Abstract: Submodular functions capture a wide spectrum of discrete problems in machine learning, signal processing and computer vision. They are characterized by intuitive notions of diminishing returns and economies of scale, and often lead to practical algorithms with theoretical guarantees.

In the first part of this talk, I will give a general introduction to the concept of submodular functions, their optimization and example applications in machine learning.

In the second part, I will demonstrate how the close connection of submodularity to convexity leads to fast algorithms for minimizing a subclass of submodular functions - those decomposing as a sum of submodular functions. Using a specific relaxation, the algorithms solve the discrete submodular optimization problem as a "best approximation" problem. They are easy to use and parallelize, and solve both the convex relaxation and the original discrete problem.

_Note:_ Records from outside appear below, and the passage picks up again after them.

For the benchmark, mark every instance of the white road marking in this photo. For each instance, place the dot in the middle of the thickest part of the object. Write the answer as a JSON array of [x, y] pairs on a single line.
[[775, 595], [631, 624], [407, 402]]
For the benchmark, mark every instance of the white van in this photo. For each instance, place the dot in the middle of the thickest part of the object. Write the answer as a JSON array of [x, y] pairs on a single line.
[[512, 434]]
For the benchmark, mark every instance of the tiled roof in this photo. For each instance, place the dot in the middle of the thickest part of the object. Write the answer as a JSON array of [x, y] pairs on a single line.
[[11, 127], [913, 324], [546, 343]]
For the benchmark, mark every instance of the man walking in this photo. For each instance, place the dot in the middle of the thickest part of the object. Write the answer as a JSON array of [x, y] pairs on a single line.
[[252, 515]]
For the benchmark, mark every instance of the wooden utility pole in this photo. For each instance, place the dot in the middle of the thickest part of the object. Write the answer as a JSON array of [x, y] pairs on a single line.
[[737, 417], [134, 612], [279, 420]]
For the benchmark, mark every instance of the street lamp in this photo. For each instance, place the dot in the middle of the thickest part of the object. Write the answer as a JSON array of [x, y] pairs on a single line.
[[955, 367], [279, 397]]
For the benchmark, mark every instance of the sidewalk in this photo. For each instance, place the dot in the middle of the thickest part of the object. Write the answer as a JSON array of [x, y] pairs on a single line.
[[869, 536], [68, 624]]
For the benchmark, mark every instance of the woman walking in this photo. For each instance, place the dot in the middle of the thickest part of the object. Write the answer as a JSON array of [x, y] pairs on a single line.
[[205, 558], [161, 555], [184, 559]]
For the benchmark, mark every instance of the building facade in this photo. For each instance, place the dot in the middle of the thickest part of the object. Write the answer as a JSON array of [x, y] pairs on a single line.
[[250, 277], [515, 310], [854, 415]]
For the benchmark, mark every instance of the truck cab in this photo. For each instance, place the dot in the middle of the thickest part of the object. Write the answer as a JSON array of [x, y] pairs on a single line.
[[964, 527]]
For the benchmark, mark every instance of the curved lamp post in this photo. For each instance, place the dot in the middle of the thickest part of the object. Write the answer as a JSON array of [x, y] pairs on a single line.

Their convergence analysis combines elements of geometry and spectral graph theory.

This is joint work with Robert Nishihara, Francis Bach, Suvrit Sra and Michael I. Jordan.

Speaker Bio: Stefanie Jegelka is the X-Consortium Career Development Assistant Professor in the Department of EECS at MIT, and a member of CSAIL and the Institute for Data, Systems and Society. Before joining MIT, she was a postdoctoral scholar in the AMPLab at UC Berkeley. She earned her PhD from ETH Zurich in collaboration with the Max Planck Institutes in Tuebingen, Germany, and a Diplom from the University of Tuebingen. Her research interests lie in algorithmic and combinatorial machine learning, with applications in computer vision, materials science, and biology. She has been a fellow of the German National Academic Foundation, and has received several other fellowships, as well as a Best Paper Award at ICML and the 2015 Award of the German Society for Pattern Recognition.